Another Visit By the Danish Gymnasts

Recently a large group of gymnasts from Denmark visited Burnsville. They hosted some fun workshops at East Yancey, Cane River, Mountain Heritage and Arthur Morgan School. Seventeen families from Burnsville and Celo hosted these young performers in their homes. On Friday evening the Danish Gymnasts performed for everyone at Mountain Heritage. International visits like this are becoming a long standing tradition for Burnsville.

Game DayJump for GymnasticsThis tradition started with the founder of Arthur Morgan School, Elizabeth Morgan, who started AMS with the support from her husband Ernest Morgan. The educators who influenced her in her philosophy were her father-in-law, Arthur Morgan, president of Antioch College, Pestalozzi, a Swiss educator, Maria Montessori from Italy, Grundtvig from Denmark and Gandhi. These educators emphasized the development of the whole person through a combination of study, work and social interaction. Elizabeth added her own Quaker values of living simply, equality including consensus decision making and non-violent conflict resolution. They believed that teachers and students should live together, learn together, work together and play together.

Schools like this had been popular in Denmark for over 100 years when Arthur Morgan School opened in 1962. In Denmark, Grundtvig started folk high schools for adults to learn how to participate in a democracy. In 1852 Christian Kold started schools in the winter for farm boys, later girls attended. These schools are now call Efterskoles, meaning After School. These boarding schools are for the 9th grade, after 8th grade and before high school (or gymnasium). These schools are very similar to Arthur Morgan School. Denmark is ⅓ the size of North Carolina and there are about 250 Efterskoles in Denmark. Some specialize in sports, music, art or have a general program.

Similar to Efterskoles in Denmark, Arthur Morgan School gives equal emphasis to an academic program, hiking/outdoor program, work program that includes community service. The students do about 20 hours of work projects a week. Every student has a chore after lunch and dinner, in the kitchen or cleaning classrooms. They also work in the garden, split wood (every building is heated with wood), maintain gravel road, building construction, cook meals (all food is made from scratch and much of it comes from the garden).

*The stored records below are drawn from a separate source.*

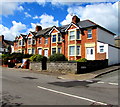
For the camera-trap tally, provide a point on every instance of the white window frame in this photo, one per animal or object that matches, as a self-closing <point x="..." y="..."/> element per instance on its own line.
<point x="103" y="47"/>
<point x="89" y="33"/>
<point x="55" y="50"/>
<point x="60" y="49"/>
<point x="40" y="40"/>
<point x="29" y="41"/>
<point x="70" y="51"/>
<point x="33" y="39"/>
<point x="78" y="51"/>
<point x="20" y="42"/>
<point x="46" y="40"/>
<point x="59" y="36"/>
<point x="55" y="37"/>
<point x="32" y="51"/>
<point x="29" y="50"/>
<point x="77" y="34"/>
<point x="70" y="34"/>
<point x="41" y="51"/>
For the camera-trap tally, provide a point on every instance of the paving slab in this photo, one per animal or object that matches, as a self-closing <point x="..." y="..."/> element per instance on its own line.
<point x="91" y="75"/>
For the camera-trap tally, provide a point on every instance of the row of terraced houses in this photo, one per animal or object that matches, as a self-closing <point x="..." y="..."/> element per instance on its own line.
<point x="79" y="39"/>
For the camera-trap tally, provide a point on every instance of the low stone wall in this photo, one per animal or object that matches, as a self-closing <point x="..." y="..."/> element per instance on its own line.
<point x="62" y="67"/>
<point x="35" y="66"/>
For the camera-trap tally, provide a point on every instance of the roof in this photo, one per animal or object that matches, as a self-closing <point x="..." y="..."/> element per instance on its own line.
<point x="117" y="38"/>
<point x="86" y="23"/>
<point x="44" y="31"/>
<point x="81" y="24"/>
<point x="7" y="43"/>
<point x="33" y="33"/>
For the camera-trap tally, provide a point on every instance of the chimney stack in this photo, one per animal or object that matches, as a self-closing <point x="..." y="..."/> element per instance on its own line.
<point x="1" y="37"/>
<point x="38" y="28"/>
<point x="75" y="19"/>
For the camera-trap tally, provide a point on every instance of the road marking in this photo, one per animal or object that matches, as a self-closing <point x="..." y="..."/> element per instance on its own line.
<point x="108" y="83"/>
<point x="101" y="82"/>
<point x="113" y="83"/>
<point x="71" y="95"/>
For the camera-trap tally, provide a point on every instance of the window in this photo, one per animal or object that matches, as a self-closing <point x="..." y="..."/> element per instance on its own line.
<point x="20" y="42"/>
<point x="40" y="51"/>
<point x="59" y="37"/>
<point x="53" y="38"/>
<point x="59" y="50"/>
<point x="40" y="40"/>
<point x="29" y="41"/>
<point x="23" y="42"/>
<point x="53" y="51"/>
<point x="46" y="40"/>
<point x="91" y="51"/>
<point x="23" y="51"/>
<point x="78" y="50"/>
<point x="33" y="41"/>
<point x="78" y="34"/>
<point x="72" y="50"/>
<point x="29" y="51"/>
<point x="72" y="35"/>
<point x="89" y="33"/>
<point x="101" y="48"/>
<point x="33" y="51"/>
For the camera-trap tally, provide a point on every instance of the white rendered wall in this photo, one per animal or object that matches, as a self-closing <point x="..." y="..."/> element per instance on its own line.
<point x="12" y="49"/>
<point x="113" y="55"/>
<point x="105" y="37"/>
<point x="105" y="48"/>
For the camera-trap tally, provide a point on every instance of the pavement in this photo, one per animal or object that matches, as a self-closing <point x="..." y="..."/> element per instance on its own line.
<point x="24" y="87"/>
<point x="90" y="75"/>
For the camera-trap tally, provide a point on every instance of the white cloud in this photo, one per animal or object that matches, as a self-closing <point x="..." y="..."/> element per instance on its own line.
<point x="33" y="25"/>
<point x="36" y="17"/>
<point x="14" y="31"/>
<point x="67" y="20"/>
<point x="103" y="14"/>
<point x="9" y="8"/>
<point x="27" y="14"/>
<point x="47" y="21"/>
<point x="20" y="8"/>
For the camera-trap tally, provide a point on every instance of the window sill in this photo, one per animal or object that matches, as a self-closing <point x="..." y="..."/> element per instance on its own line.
<point x="78" y="39"/>
<point x="89" y="38"/>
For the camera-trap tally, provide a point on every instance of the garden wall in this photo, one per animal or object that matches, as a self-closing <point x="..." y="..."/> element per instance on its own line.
<point x="62" y="67"/>
<point x="70" y="67"/>
<point x="36" y="66"/>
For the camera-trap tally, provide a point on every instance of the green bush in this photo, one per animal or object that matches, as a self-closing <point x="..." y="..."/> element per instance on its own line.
<point x="37" y="58"/>
<point x="57" y="57"/>
<point x="16" y="56"/>
<point x="33" y="58"/>
<point x="82" y="60"/>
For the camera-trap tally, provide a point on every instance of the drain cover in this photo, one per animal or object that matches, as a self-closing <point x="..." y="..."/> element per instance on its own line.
<point x="29" y="77"/>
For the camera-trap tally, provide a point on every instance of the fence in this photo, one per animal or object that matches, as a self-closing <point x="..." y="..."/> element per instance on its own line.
<point x="70" y="67"/>
<point x="89" y="66"/>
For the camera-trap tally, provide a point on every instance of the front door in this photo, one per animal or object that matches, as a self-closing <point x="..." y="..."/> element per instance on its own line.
<point x="90" y="53"/>
<point x="40" y="51"/>
<point x="46" y="52"/>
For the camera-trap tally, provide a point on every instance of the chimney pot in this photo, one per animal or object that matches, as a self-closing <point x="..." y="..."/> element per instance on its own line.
<point x="38" y="28"/>
<point x="75" y="19"/>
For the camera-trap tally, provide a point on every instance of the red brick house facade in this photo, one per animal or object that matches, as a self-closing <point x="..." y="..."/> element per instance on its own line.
<point x="79" y="39"/>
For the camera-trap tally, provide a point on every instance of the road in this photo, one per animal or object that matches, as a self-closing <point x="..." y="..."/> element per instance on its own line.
<point x="27" y="88"/>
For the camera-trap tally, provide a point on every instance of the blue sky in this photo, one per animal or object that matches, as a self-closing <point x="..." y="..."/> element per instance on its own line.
<point x="22" y="17"/>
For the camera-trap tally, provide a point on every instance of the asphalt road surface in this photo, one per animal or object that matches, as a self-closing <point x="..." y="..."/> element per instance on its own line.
<point x="26" y="88"/>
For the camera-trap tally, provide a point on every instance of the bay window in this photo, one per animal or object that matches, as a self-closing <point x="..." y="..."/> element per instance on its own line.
<point x="72" y="35"/>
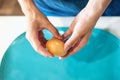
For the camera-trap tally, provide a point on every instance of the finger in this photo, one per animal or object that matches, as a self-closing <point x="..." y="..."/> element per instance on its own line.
<point x="77" y="33"/>
<point x="81" y="43"/>
<point x="54" y="31"/>
<point x="69" y="31"/>
<point x="36" y="44"/>
<point x="42" y="39"/>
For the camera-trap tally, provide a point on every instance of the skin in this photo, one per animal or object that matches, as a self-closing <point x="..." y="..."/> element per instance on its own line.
<point x="80" y="29"/>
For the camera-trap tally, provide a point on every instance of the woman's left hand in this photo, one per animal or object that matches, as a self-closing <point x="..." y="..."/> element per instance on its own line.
<point x="80" y="31"/>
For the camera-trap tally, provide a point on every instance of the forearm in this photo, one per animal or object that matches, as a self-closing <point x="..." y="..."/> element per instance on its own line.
<point x="28" y="8"/>
<point x="96" y="7"/>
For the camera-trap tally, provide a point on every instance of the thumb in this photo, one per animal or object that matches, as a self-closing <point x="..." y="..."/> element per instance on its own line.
<point x="55" y="32"/>
<point x="70" y="42"/>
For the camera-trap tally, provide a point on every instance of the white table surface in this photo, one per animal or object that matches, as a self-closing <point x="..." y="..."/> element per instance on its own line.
<point x="13" y="26"/>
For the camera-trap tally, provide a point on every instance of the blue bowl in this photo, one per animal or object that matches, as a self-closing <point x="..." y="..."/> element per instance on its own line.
<point x="98" y="60"/>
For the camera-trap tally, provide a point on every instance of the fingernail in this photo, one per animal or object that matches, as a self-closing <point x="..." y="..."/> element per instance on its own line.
<point x="66" y="48"/>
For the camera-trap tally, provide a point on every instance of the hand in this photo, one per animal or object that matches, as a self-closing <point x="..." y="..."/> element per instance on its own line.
<point x="80" y="31"/>
<point x="35" y="35"/>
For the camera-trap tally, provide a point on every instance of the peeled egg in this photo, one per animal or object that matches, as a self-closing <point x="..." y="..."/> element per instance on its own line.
<point x="56" y="47"/>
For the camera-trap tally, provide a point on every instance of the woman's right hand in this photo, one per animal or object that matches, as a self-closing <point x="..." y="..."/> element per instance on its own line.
<point x="35" y="35"/>
<point x="36" y="23"/>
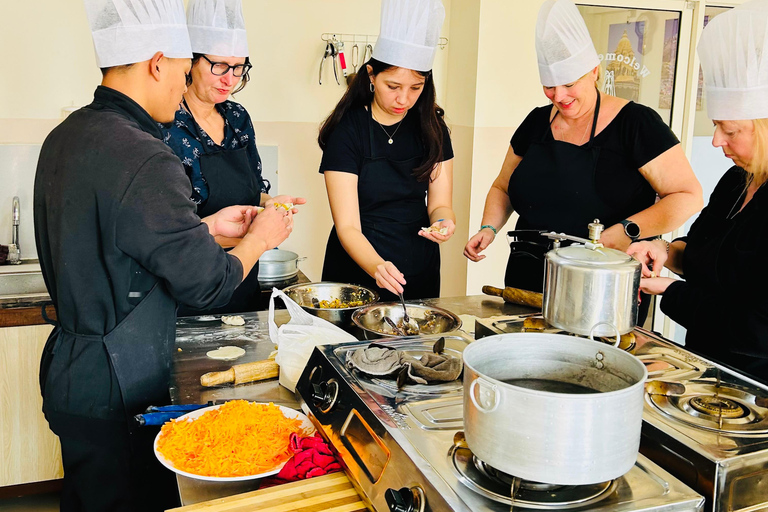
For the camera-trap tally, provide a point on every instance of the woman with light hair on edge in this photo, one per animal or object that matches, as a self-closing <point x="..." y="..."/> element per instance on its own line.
<point x="723" y="256"/>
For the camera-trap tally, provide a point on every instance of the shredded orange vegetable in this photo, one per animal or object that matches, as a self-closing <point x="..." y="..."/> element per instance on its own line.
<point x="239" y="438"/>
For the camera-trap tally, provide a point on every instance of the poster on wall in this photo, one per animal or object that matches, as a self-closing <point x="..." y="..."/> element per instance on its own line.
<point x="668" y="62"/>
<point x="700" y="88"/>
<point x="624" y="58"/>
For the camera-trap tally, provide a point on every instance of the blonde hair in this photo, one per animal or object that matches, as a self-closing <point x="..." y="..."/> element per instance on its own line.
<point x="758" y="166"/>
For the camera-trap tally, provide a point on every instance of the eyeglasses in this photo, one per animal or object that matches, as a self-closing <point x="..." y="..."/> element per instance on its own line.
<point x="222" y="68"/>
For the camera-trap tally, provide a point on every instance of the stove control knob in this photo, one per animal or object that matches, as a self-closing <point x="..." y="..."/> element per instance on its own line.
<point x="407" y="499"/>
<point x="325" y="395"/>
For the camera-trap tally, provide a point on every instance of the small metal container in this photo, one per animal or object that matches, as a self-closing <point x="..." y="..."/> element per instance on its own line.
<point x="430" y="319"/>
<point x="277" y="264"/>
<point x="303" y="295"/>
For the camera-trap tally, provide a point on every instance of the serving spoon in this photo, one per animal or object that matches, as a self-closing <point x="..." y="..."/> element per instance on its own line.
<point x="411" y="324"/>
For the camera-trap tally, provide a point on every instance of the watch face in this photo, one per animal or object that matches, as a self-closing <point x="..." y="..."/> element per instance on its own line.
<point x="632" y="230"/>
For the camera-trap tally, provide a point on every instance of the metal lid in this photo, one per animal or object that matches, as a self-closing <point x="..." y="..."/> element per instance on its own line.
<point x="577" y="253"/>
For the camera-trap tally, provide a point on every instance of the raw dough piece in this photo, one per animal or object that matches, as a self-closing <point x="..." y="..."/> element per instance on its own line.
<point x="233" y="320"/>
<point x="430" y="229"/>
<point x="229" y="353"/>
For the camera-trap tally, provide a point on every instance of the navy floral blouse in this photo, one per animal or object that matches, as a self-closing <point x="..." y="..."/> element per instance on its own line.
<point x="183" y="139"/>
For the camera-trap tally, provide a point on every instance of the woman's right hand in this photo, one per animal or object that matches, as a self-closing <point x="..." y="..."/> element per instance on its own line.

Danish/American Exchange began in 1976. John Ramsay lived in Celo Community and then became the director of John C. Campbell Folk School in Brasstown, N.C. He started the exhange with Denmark and brought groups to Brasstown, Berea College (where his brother taught), and Arthur Morgan School. The first group was a folk dance group. Other groups included Leaders’ Tours, gymnastics Teams, and teaching interns. Since 1976 there have been 24 visits to AMS. Every time the groups or individuals come to Arthur Morgan School, AMS has arranged for them to participate in the local schools. AMS has had four Danish interns who spent a year at the school. In 1980/81 Mary Dart went to Denmark for a year and taught music at four folk high schools. Three Leaders Tours have gone from here to Denmark. In 1996 Joyce Johnson spent three months at the Nornesalen Research Center in Ollerup, doing research and visiting efterskoles. Berea College has had a teacher from Denmark, teaching at the college and Folk Education Center for many years. In 1991 Kim Hahn and his family spent a year at Berea. When he returned to Denmark, he became the International Coordinator for the Danish/American Exchange. Kim has brought 11 groups to Yancey and Mitchell counties. In 2002 he invited five from Yancey County and three from Berea to go to Denmark for a Leaders Tour. They   were there for two weeks and visited folk high schools, technical schools, sports centers, efterskoles and public schools. They stayed with host families. This group included Christine Fletcher from AMS, Nancy Hynes who has hosted the Danes at least ten times, Tony Miller from East Yancey Middle School, and Joyce and Gil Johnson. Eleven gymnastics groups have come since 1980 and they have done workshops in the schools, public performances and stayed with host families.